Cosplaying, celebrity guests, and panels often get all of the press when it comes to the modern comic convention, but the primary reason cons were created in the first place was so fans could buy comics and collectibles.

Today’s collector has a lot of options when it comes to buying and selling, and it is always good to enter the marketplace with some helpful insight.  Fans who attended Connecticut’s ComiConn at Foxwoods Resort and Casino were able to gain some insight from former Toy Hunter and current Antiques Roadshow expert Travis Landry during his panel appearance.

Landry stressed that the collectibles games is one that grows on a yearly basis as “New comic and toy collectors are being born everyday.”  The current climate is at a fever pitch due to the Marvel Cinematic Universe and the search for the next heroes in line for a big screen debut.  Landry talked about how Deadpool’s first appearance (in New Mutants #98) was once a “bargain bin” comic before the character’s film was announced.  He also cited the recent upsurge in value for the Wasp’s first appearance (in Tales to Astonish #44) due to the upcoming Ant-man and the Wasp film (which debuts this weekend at your local theater).

Of course, the biggest key to any collectible’s value is condition, and Landry is a proponent of “slabbing” comics and magazines through official grading companies such as CGC and CBCS.  With this official grade, a comic or magazine can fetch a seller 5 to 10 times the value of an ungraded comic.

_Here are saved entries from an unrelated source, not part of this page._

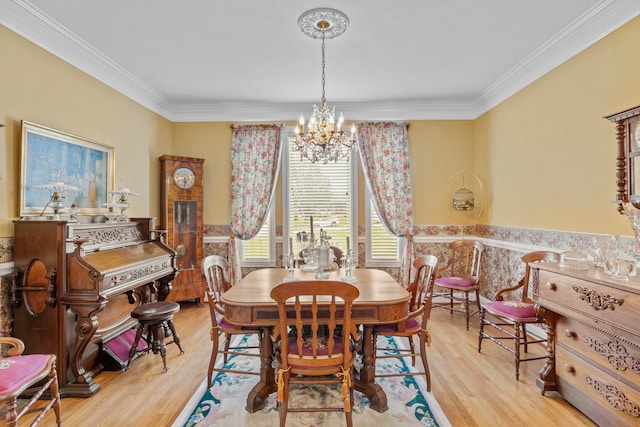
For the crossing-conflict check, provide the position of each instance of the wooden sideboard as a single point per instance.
(593, 356)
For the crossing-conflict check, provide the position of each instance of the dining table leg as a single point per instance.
(267, 384)
(365, 382)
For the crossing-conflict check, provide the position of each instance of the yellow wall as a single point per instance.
(546, 153)
(38, 87)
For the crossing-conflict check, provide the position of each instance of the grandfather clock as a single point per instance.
(181, 216)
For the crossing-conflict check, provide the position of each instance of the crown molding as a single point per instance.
(21, 17)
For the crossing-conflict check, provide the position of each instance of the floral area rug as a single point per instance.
(223, 404)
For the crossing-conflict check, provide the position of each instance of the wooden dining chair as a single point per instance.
(458, 277)
(308, 349)
(27, 376)
(506, 318)
(415, 324)
(214, 268)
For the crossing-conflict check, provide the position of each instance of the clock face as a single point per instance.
(184, 178)
(635, 136)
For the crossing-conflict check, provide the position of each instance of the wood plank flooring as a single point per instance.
(473, 389)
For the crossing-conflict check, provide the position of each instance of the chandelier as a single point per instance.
(324, 139)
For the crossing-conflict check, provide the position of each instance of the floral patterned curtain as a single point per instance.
(255, 161)
(384, 150)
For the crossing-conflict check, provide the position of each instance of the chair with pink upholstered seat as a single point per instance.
(511, 316)
(421, 288)
(458, 277)
(29, 376)
(214, 269)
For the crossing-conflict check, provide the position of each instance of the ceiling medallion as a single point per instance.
(324, 139)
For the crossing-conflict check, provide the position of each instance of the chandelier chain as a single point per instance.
(324, 140)
(324, 100)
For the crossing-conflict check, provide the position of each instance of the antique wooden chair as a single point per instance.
(214, 268)
(511, 316)
(27, 375)
(309, 351)
(459, 277)
(421, 288)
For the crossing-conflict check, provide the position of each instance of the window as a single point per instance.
(326, 192)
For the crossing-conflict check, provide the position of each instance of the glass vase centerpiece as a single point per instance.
(349, 262)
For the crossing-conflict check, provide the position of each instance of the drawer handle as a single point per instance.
(596, 299)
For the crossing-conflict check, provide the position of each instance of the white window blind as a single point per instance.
(260, 251)
(321, 191)
(384, 244)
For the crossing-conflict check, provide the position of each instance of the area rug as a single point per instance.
(223, 404)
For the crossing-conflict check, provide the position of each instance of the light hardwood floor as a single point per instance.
(472, 389)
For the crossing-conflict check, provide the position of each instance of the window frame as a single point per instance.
(353, 162)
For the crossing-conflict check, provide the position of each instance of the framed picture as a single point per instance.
(78, 170)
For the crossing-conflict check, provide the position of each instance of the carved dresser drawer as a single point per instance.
(611, 349)
(609, 401)
(615, 306)
(593, 356)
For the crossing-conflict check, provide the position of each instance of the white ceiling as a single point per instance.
(247, 60)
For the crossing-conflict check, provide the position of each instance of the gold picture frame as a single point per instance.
(80, 171)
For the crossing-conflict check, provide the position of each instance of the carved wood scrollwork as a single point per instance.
(615, 353)
(614, 396)
(597, 300)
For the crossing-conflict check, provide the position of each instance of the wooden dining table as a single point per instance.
(382, 300)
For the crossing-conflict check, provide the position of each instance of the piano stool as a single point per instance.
(156, 317)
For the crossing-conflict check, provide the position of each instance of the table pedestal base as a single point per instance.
(364, 382)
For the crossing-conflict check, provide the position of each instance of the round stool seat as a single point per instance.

When it comes to toys,  while the resale value of vintage Transformers has slipped (due in large part to the cinematic stylings of Michael Bay) Landry stated that the Japanese toy robot market is booming.  While a loose Optimus Prime figure from the 1980s can get you about $30, a Diaclone version from Japan can net you close to $3000.  Landry also mentioned that the Shogun Warriors line from the 1970s is also picking up steam with collectors, again, particularly the Japanese versions.  While the American release consisted of five giant robots, the Japanese produced 123 giant robot figures, forcing eager fans onto ebay and convention show floors looking for new additions to their collections.

As far as horror collectibles, the Universal Monsters are still king.  Vintage posters of films such as Phantom of the Opera or Dracula command tens of thousands of dollars at auction and the original Aurora models (released in 1961) of the monsters are still highly sought after by collectors (even though there have been many reissues since).

Landry doesn’t see the collectibles market cooling anytime soon since “fans buy what they know”.  While Star Wars and Transformers toys have slipped a bit in recent years, with nostalgia for the toys and comics of one’s youth and comic and toy characters crossing over to movies and television on an almost daily basis, keep saving (and buying) vintage collectibles.